Otoriterlik konusunda, Barnier diktatoryal düzeni daha da ileri götürmek istiyor; sistematik olarak silahlı yerel polis ve drone’ların yaygın kullanımını savunuyor.
Ekoloji konusunda ise ondan hiçbir şey beklemeye gerek yok; o, “sağcı çevreciliğin” mükemmel bir örneğidir. Özellikle, “rüzgar enerjisinin düzensiz yayılımına son vermek” istediğini belirtiyor, nükleer santralleri ya da iklim değişikliği tarafından tahrip edilen manzaraları daha estetik bulduğu anlaşılıyor.
Sosyal ve ekonomik konularda, emeklilik yaşını 65’e çıkarmaktan yana. Bu noktada RN’nin tutarsız olduğu görülüyor, çünkü Barnier’i bu konuda eleştirmeyi reddediyorlar. Ayrıca, sosyal yardım alanları çalışmaya zorlamak istiyor, oysa sosyal yardımlar genellikle çalışamayacak durumda olanlara veriliyor.
Denizaşırı topraklarda ise Barnier, en kötü türden bir sömürgeci olarak karşımıza çıkıyor ve önümüzdeki dönemde özgürlükleri için savaşan Kanaklarla iki kat daha fazla dayanışma içinde olunması gerekiyor. Yeni Kaledonya/Kanaki’deki ayaklanmalarda Kanak tarafından 9 kişi öldü, FLNKS’in yeni başkanı Christian Tein ise hâlâ metropol hapishanelerinde yargılanmadan hapsediliyor. Mücadele eden Kanak halkının hayatı tehlikede, çünkü Michel Barnier’in bu konudaki önceki açıklamaları son derece endişe verici: 2021’de “Fransa, Güney Pasifik’teki Fransız toprağı olan Yeni Kaledonya’ya olan bağlılığını yeniden teyit etmelidir” diyordu.
Sorumluluklarımızın Bilincinde Olmak
Sendikalar, özellikle de CGT, çelişkili bir tutum sergiliyor. CGT, NFP’yi sözlü olarak destekledikten sonra, bu işin içine fazla karışmamaya karar verdi.
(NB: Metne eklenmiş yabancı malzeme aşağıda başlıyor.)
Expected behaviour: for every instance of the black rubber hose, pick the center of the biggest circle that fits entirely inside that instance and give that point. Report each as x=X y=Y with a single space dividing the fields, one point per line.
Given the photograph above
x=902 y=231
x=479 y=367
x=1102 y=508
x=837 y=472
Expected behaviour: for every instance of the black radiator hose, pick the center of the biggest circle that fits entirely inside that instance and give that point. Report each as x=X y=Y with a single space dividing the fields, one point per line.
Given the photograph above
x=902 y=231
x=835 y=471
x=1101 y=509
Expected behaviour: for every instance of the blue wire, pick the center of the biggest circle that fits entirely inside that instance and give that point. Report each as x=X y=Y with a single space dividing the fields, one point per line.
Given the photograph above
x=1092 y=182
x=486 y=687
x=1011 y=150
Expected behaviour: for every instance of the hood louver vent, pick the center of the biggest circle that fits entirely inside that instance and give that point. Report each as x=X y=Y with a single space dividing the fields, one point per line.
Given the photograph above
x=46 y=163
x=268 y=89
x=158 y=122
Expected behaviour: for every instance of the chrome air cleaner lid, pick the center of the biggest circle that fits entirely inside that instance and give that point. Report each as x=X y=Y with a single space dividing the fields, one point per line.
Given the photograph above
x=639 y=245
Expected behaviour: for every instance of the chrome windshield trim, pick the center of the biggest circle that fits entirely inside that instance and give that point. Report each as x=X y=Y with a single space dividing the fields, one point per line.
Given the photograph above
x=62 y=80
Olimpiyat oyunları sırasında toplumsal hareketler ve grevlerden bahsedilmiş olsa da bu gerçekleşmedi. Oysaki, iktidar boşluğu ve devam eden darbe girişimleri arasında harekete geçmek için yeterli sebep ve bir fırsat penceresi vardı. Şimdi ise, özellikle emeklilik reformunun iptali için eylül sonu veya ekim başında bir mobilizasyondan bahsediliyor. Bu hiç yoktan iyidir ama şimdiden oldukça gecikmiş görünüyor…
Emeklilik reformunun iptali, nüfusun büyük bir çoğunluğunun desteğini alabilecek ve harekete geçirebilecek bir eksen olarak öne çıkıyor. Bu hedef hâlâ ulaşılabilir durumda. NFP bu teklifi sunabilir ve RN gerekirse bunu oylayacağını açıklamıştı. Elbette fikir değiştirmeleri mümkün, bu durumda RN’nin “sosyal” vaatlerinin ne kadar yüzeysel olduğunu açıklığa kavuşturmuş olacak. Bu iptal, toplumsal hareketi genişletmek için bir başlangıç noktası olabilir.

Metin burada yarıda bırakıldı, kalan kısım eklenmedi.